As to the merits of this case, why did so many on the left compare Phillips to a segregationist?  I mean, we KNOW why…to paint him out to be a cartoonishly-evil villain in need of comeuppance.  Even some legal scholars equated his refusal to cater a gay wedding with a blanket refusal to do business with an entire class of people.  Big difference, though. He did not refuse service. The couple was free to buy anything in the store. Phillips simply refused to bake a custom cake for an EVENT to which he objected. Not to PEOPLE to whom he objected.

 

Plus, let’s be brutally honest. This was a failed hit job.  Phillips was upfront about his religious beliefs. He had attained a certain amount of fame (or infamy) for refusing to bake cakes for a person’s second marriage, since he didn’t believe in divorce. He also refused to make Halloween-themed decorations based on religious objections.  In short, Phillips was the perfect patsy for an exploratory sortie by the militant wing of the LGBTQ movement.

 

I’ve said it before in other groups, but this case (and others like it) are unfortunate intersections where SOMEONE’S rights are going to be compromised.
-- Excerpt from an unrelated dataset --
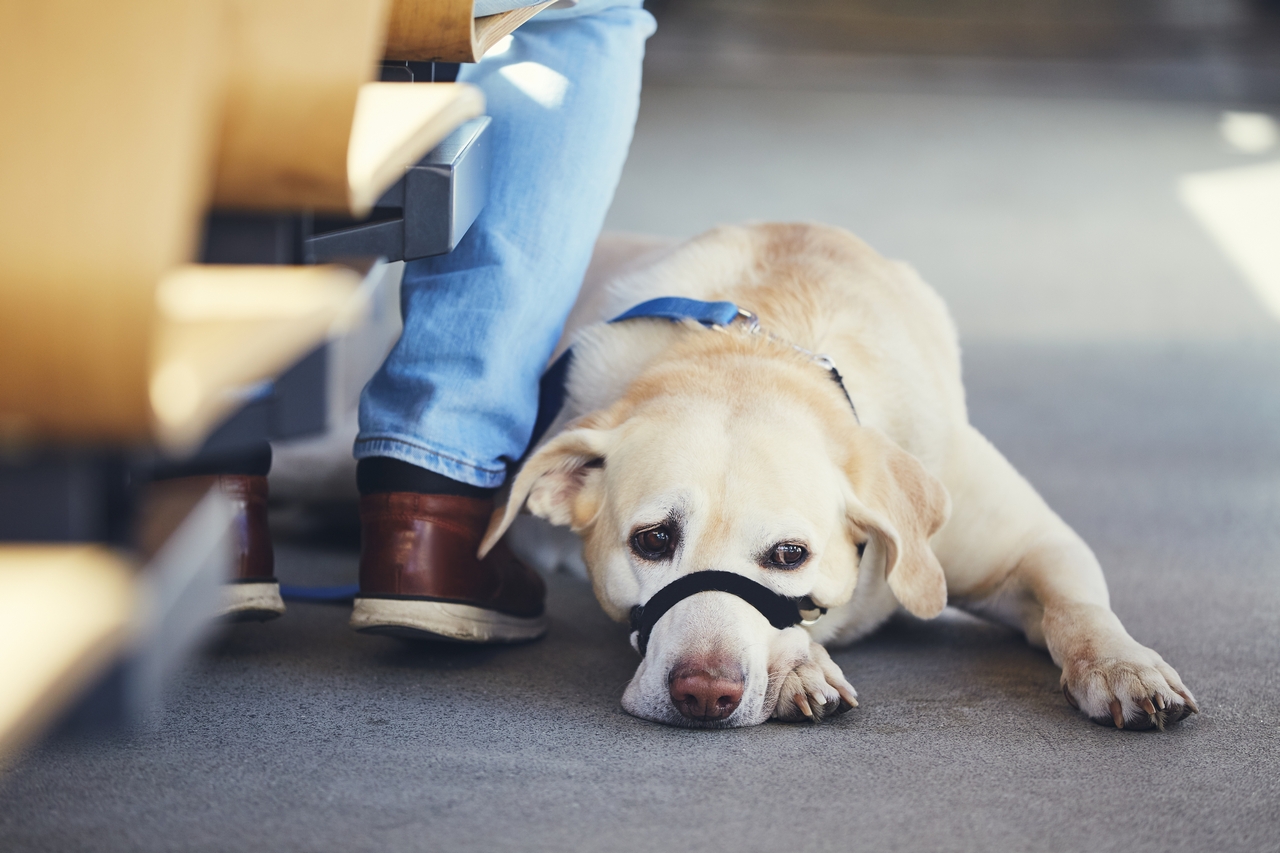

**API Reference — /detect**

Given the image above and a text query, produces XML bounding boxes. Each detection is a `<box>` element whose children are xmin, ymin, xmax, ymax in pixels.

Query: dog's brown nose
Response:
<box><xmin>671</xmin><ymin>667</ymin><xmax>742</xmax><ymax>721</ymax></box>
It is unavoidable.  Either the baker/florist/photographer has to tangentially participate in an event they feel is an affront to their religious beliefs, or the couple is prevented from engaging in lawful commerce.  I see no middle ground.

 

In those cases, I think you then look at who has the better avenue for relief. The Gay Couple has no shortage of other options for services to be provided for their wedding.  The Christian Baker’s only avenue of relief for having their rights compromised is to be fined and punished.

 

Reading more deeply into the case, one quickly determines this is NOT a sweeping victory for those who oppose the thought of government forcing someone to abandon their religious principles in similar instances.  Most of the decision focused on the manner in which a Colorado Commission handled the baker’s complaint.  Left legally unresolved is the inevitable conflict between religious belief and anti-discrimination law. In short, it is more a victory for HIM than for all similarly-minded bakers.  Suffice to say, the issue is far from settled.

Still, I’ll take even a partial victory for individual liberty.  Those are becoming less and less frequent these days.